Back in February, the Better Block BR public workshop gave residents the chance to say what they think makes for, well, a better block. A series of visual examples were scattered around the meeting room at Ingleside Methodist Church. Visitors were given red and green stickers and told to place them on the examples they liked and those they didn’t.
It was probably one of the more productive aspects of the workshop, as residents crowded around poster boards and looked over different examples of bus stops—from the most basic to the most futuristic—sidewalk landscaping, parking options and more.

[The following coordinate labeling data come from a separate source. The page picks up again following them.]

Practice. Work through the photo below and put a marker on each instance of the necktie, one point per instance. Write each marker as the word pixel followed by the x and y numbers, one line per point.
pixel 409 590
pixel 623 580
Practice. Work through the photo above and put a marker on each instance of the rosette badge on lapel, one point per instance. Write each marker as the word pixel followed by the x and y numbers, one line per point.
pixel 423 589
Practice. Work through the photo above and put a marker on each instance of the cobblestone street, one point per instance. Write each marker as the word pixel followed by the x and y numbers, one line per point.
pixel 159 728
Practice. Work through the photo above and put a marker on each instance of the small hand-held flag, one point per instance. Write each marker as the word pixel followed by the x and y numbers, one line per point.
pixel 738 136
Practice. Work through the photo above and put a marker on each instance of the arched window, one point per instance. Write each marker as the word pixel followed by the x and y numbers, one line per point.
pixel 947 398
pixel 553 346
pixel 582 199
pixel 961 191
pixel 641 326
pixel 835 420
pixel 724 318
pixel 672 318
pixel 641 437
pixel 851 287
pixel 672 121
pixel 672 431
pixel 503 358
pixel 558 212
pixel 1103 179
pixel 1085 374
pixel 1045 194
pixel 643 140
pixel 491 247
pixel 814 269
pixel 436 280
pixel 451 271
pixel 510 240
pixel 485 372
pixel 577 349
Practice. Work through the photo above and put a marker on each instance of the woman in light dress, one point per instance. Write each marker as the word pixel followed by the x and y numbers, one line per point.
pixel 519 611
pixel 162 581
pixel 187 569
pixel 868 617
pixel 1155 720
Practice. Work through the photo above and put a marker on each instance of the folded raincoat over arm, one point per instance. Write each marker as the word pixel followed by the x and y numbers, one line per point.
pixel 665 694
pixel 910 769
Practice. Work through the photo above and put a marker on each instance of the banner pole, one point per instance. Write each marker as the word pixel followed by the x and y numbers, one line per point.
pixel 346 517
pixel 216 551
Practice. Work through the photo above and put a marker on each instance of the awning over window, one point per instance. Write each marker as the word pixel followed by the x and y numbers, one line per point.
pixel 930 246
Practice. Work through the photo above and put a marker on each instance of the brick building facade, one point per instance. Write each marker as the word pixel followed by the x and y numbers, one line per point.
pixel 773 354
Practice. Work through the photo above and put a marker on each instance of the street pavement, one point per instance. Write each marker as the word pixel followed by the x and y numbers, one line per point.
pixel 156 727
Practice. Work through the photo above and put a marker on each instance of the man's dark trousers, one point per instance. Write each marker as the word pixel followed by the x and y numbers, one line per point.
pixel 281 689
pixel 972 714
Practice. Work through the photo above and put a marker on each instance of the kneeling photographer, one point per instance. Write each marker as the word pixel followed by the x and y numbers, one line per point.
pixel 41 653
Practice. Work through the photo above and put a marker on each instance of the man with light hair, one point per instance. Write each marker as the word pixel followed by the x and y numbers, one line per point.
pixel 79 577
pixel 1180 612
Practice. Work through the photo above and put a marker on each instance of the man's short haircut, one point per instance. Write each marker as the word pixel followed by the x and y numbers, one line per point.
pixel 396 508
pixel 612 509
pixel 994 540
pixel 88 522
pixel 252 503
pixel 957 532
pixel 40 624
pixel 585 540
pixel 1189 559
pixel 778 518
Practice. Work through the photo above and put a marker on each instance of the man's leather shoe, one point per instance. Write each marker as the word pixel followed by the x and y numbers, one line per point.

CPEX’s Camille Manning-Broome says the February workshop helped organizers fine-tune the layout for the upcoming April 13-14 event on Government Street. Participants seemed to favor wide sidewalks lined with trees, businesses close to the road rather than set back behind vast parking lots, and plenty of on-street parking. They favored bus stops with simple designs that provided shade and green space, rather than futuristic and flashy designs (and I agree that many of the futuristic, over-designed examples provided were heavy on oddly-shaped shade structures that seemed impractical). Participants also liked bus stops that included amenities, such as television screens and even mini libraries—something that’s turned heads in places like Israel. Basically, the idea of a complete street design for Baton Rouge’s infrastructure (which I’ve written about here), seems to have been embraced by a lot of locals. That’s a good sign.